7. Buku karya A. Rahman Rahim dengan judul Nilai-Nilai Utama Kebudayaan Bugis yang diterbitkan di Yogyakarta oleh penerbit Ombak pada tahun 2011. A. Rahman menguraikan nilai-nilai utama kebudayaan Bugis Makassar yang salah satu sumbernya adalah paseng. Paseng diartikan nasehat dan petaruh atau dengan arti wasiat yang dipertaruhkan. Ia menekankan tentang keharusan dan pantangan atau pemali.

8. Penelitian dengan judul Analysis of Character Education Values in Pemmali Culture of Bugis Makassar Society, diterbitkan oleh IOP Publishing tahun 2018 oleh St Kuraedah dkk. Mereka mengemukakan pemali sebagai keyakinan yang mengandung perintah dan larangan nenek moyang di masa lalu dan dijadikan kebiasaan-kebiasaan budaya. Pemmali dalam budaya masyarakat Bugis Makassar, di satu sisi, mengandung nilai pendidikan karakter, dan di sisi lain, mengandung keyakinan animisme atau dalam hukum Islam yang disebut tat}ayyur atau memutuskan hubungan dari Allah dan mengandalkan orang lain yang (sesungguhnya) tidak (dapat) memberi manfaat dan membawa celaka.

E. Tujuan dan Kegunaan Penelitian 1. Tujuan

Tujuan penelitian ini dibagi pada dua bentuk, yaitu umum dan khusus. Secara umum peneltian ini bertujuan untuk mengetahui perspektif hukum Islam terhadap pemali dalam budaya Bugis dan Makassar di Sulawesi Selatan.

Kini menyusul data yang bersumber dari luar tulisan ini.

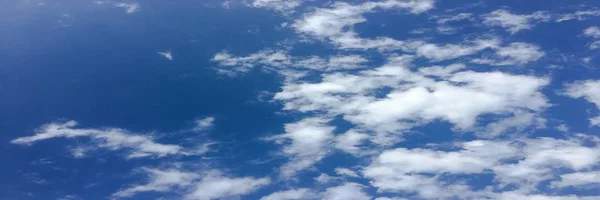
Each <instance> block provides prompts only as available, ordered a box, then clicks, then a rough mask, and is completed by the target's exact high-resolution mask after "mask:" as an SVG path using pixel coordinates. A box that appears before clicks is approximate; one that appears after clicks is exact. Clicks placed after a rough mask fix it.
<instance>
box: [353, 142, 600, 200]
mask: <svg viewBox="0 0 600 200" xmlns="http://www.w3.org/2000/svg"><path fill="white" fill-rule="evenodd" d="M592 141H593V140H592ZM586 142H590V141H587V140H584V139H580V138H570V139H566V140H560V139H553V138H535V139H517V140H515V141H512V140H474V141H468V142H463V143H459V144H458V146H459V148H460V150H457V151H443V150H434V149H420V148H415V149H407V148H397V149H393V150H387V151H384V152H383V153H381V154H380V155H379V156H378V157H377V158H376V159H375V160H374V161H373V163H371V164H370V165H369V166H368V167H366V168H365V169H364V171H363V174H364V175H365V177H368V178H370V179H371V180H372V185H373V186H374V187H376V188H377V189H378V190H379V191H380V192H409V193H415V194H417V195H418V197H419V198H424V199H440V198H442V199H443V198H460V199H482V198H483V199H485V198H496V197H497V196H498V195H499V194H497V193H494V192H485V191H483V192H482V191H476V190H473V189H472V188H470V186H468V185H464V184H463V183H462V182H461V181H460V178H459V176H454V175H465V174H468V175H469V176H470V177H474V176H478V175H484V174H487V173H492V174H493V175H494V176H495V177H496V178H495V181H497V182H498V184H497V185H496V184H494V185H491V187H494V188H495V190H496V191H505V192H516V193H518V194H524V195H526V194H528V193H530V192H536V189H535V188H536V187H537V186H538V185H539V184H543V183H544V181H547V180H551V179H553V178H556V176H557V175H556V174H557V173H558V170H559V169H566V170H575V171H580V170H586V169H589V168H590V167H593V166H595V165H597V164H598V161H600V153H598V146H597V144H594V146H592V147H590V146H587V145H585V144H584V143H586ZM432 174H433V175H432ZM442 174H444V175H443V176H446V177H448V176H450V177H452V179H451V181H449V180H447V179H442V177H443V176H442ZM511 185H513V186H517V188H518V189H517V191H512V190H515V189H514V188H513V189H511V187H510V186H511ZM502 195H506V194H502ZM484 197H485V198H484Z"/></svg>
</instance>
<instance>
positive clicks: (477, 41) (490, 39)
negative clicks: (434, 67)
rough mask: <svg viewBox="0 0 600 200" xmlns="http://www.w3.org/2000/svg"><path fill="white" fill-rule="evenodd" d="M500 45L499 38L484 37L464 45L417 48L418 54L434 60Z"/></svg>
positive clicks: (461, 56)
mask: <svg viewBox="0 0 600 200" xmlns="http://www.w3.org/2000/svg"><path fill="white" fill-rule="evenodd" d="M498 45H499V41H498V40H497V39H482V40H476V41H474V42H469V43H467V44H462V45H454V44H446V45H442V46H439V45H435V44H425V45H423V46H420V47H418V48H417V55H419V56H422V57H425V58H428V59H430V60H433V61H443V60H449V59H455V58H459V57H462V56H467V55H472V54H475V53H477V52H479V51H481V50H484V49H487V48H495V47H497V46H498Z"/></svg>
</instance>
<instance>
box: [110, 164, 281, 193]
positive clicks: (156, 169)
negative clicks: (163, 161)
mask: <svg viewBox="0 0 600 200" xmlns="http://www.w3.org/2000/svg"><path fill="white" fill-rule="evenodd" d="M143 171H144V172H146V173H147V176H148V177H149V178H148V182H147V183H146V184H143V185H133V186H131V187H129V188H126V189H123V190H121V191H118V192H116V193H115V194H114V195H113V197H115V198H123V197H132V196H135V195H136V194H138V193H142V192H174V191H181V192H182V193H184V199H188V200H214V199H222V198H230V197H237V196H241V195H245V194H249V193H251V192H254V191H255V190H257V189H259V188H261V187H264V186H265V185H267V184H269V183H270V179H269V178H254V177H235V178H231V177H226V176H223V175H222V173H221V172H220V171H216V170H209V171H208V172H205V173H194V172H186V171H183V170H181V169H177V168H174V169H165V170H161V169H149V168H144V169H143Z"/></svg>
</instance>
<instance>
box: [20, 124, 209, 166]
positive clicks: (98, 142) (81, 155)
mask: <svg viewBox="0 0 600 200" xmlns="http://www.w3.org/2000/svg"><path fill="white" fill-rule="evenodd" d="M76 126H77V122H76V121H67V122H64V123H51V124H46V125H44V126H42V127H41V128H39V129H38V130H36V134H35V135H33V136H27V137H20V138H17V139H14V140H12V141H11V143H13V144H21V145H31V144H33V143H36V142H39V141H43V140H48V139H54V138H89V139H91V142H90V144H89V146H86V147H85V149H75V154H74V156H75V157H84V154H85V151H87V150H89V149H91V150H94V149H106V150H112V151H116V150H124V151H125V152H127V156H126V157H127V158H142V157H165V156H169V155H200V154H203V153H205V152H206V150H205V149H204V148H198V147H191V148H185V147H182V146H179V145H176V144H162V143H158V142H156V141H155V139H154V138H152V137H151V136H148V135H143V134H137V133H131V132H129V131H127V130H124V129H119V128H104V129H86V128H75V127H76Z"/></svg>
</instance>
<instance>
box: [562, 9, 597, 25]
mask: <svg viewBox="0 0 600 200" xmlns="http://www.w3.org/2000/svg"><path fill="white" fill-rule="evenodd" d="M596 16H600V10H580V11H576V12H575V13H568V14H564V15H562V16H559V17H558V18H557V19H556V22H563V21H568V20H573V19H575V20H580V21H581V20H586V19H587V18H588V17H596Z"/></svg>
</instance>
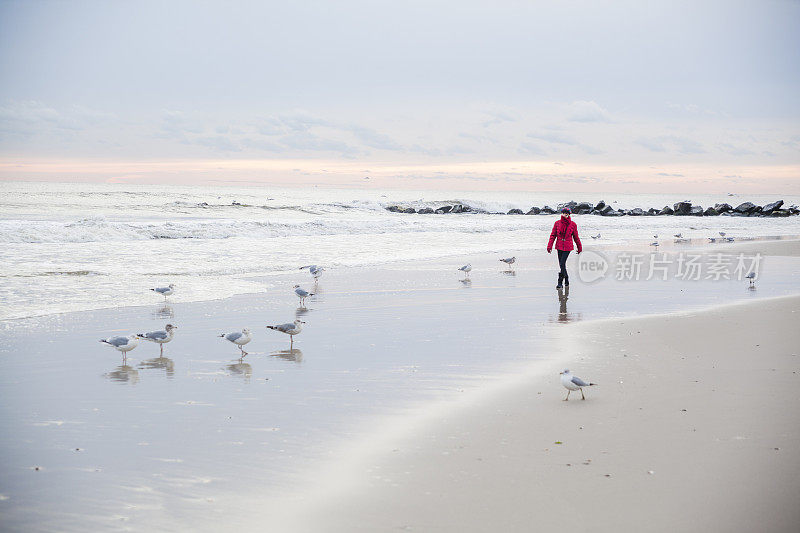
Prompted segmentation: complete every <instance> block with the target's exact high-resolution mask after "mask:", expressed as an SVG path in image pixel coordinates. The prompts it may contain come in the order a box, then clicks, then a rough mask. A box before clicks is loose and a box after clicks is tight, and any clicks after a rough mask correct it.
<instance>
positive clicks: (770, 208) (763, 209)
mask: <svg viewBox="0 0 800 533" xmlns="http://www.w3.org/2000/svg"><path fill="white" fill-rule="evenodd" d="M781 206H783V200H778V201H777V202H772V203H771V204H767V205H765V206H764V207H762V208H761V212H762V213H764V214H765V215H769V214H770V213H772V212H773V211H775V210H776V209H780V208H781Z"/></svg>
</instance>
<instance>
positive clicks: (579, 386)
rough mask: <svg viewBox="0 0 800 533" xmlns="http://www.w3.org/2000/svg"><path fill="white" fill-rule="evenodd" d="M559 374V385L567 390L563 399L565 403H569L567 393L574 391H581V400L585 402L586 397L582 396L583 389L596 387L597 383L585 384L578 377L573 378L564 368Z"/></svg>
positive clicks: (585, 396) (571, 373) (580, 378)
mask: <svg viewBox="0 0 800 533" xmlns="http://www.w3.org/2000/svg"><path fill="white" fill-rule="evenodd" d="M560 374H561V384H562V385H564V388H565V389H567V397H566V398H564V401H565V402H567V401H569V393H570V392H572V391H574V390H579V391H581V400H585V399H586V396H584V395H583V388H584V387H591V386H593V385H597V383H586V382H585V381H583V380H582V379H581V378H579V377H578V376H573V375H572V372H570V371H569V370H567V369H566V368H565V369H564V371H563V372H560Z"/></svg>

Adapun tujuan khususnya adalah sebagai berikut:

a. Untuk megetahui posisi pemali dalam budaya Bugis-Makassar di Sulawesi Selatan perspektif hukum Islam

b. Untuk megetahui faktor pemertahanan pemali dalam budaya Bugis-Makassar di Sulawesi Selatan perspektif hukum Islam

c. Untuk mengetahui muatan nilai pemali dalam budaya Bugis-Makassar di Sulawesi Selatan perspektif hukum Islam

Teori pemali dalam budaya Bugis dan Makassar di Sulawesi Selatan terasa minim, sehingga penelitian ini juga bermaksud menguji dan mengembangkan teori yang sudah ada terkait dengan pemali, di samping tujuan-tujuan yang telah disebutkan.

2. Kegunaan

Kegunaan atau manfaat yang diharapkan dapat diperoleh dari hasil penelitian ini, yaitu:

a. Kegunaan ilmiah

Hasil penelitian ini diharapkan berguna dalam memberikan kontribusi ilmiah dalam perkembangan ilmu pengetahuan (constribution of knowledge) terutama ilmu keislaman. Kontribusi ilmiah yang penting berkaitan dengan hubungan pangadereng dan hukum Islam secara umum, pemali dan konsep al-nahy , ‘urf, dan sadd al-z\ara>i‘ secara khusus. Masyarakat Sulawesi Selatan diharapkan tidak hanya menerima semua konsep keyakinan, ajaran, dan prinsip-prinsip hidup termasuk pemali sebagai satu warisan yang mutlak benar dan harus diikuti, tetapi hendaknya

disertai dengan kesadaran akan makna dan hikmah di balik warisan tersebut. Pada saat yang lain, tidak menolak semua yang dianggap warisan leluhur termasuk pemali kecuali dengan pertimbangan ilmiah.

b. Kegunaan praktis

Hasil penelitian ini secara praktis dapat berguna dan bermanfaat bagi masyarakat umum dan umat Islam khususnya untuk meningkatkan kesadaran beragama dan bermasyarakat berdasarkan pengetahuan tentang setiap warisan leluhur, dan wawasan keislaman yang holistik.

Berdasarkan hasil penelitian ini, masyarakat Islam di Sulawesi Selatan diharapkan akan bertindak lebih bijaksana dalam menerima bentuk-bentuk kearifan lokal terutama terhadap segala hal yang dianggap pemali dengan mempertimbangan kaedah hukum Islam sebagai prinsip syariat Islam yang dianutnya.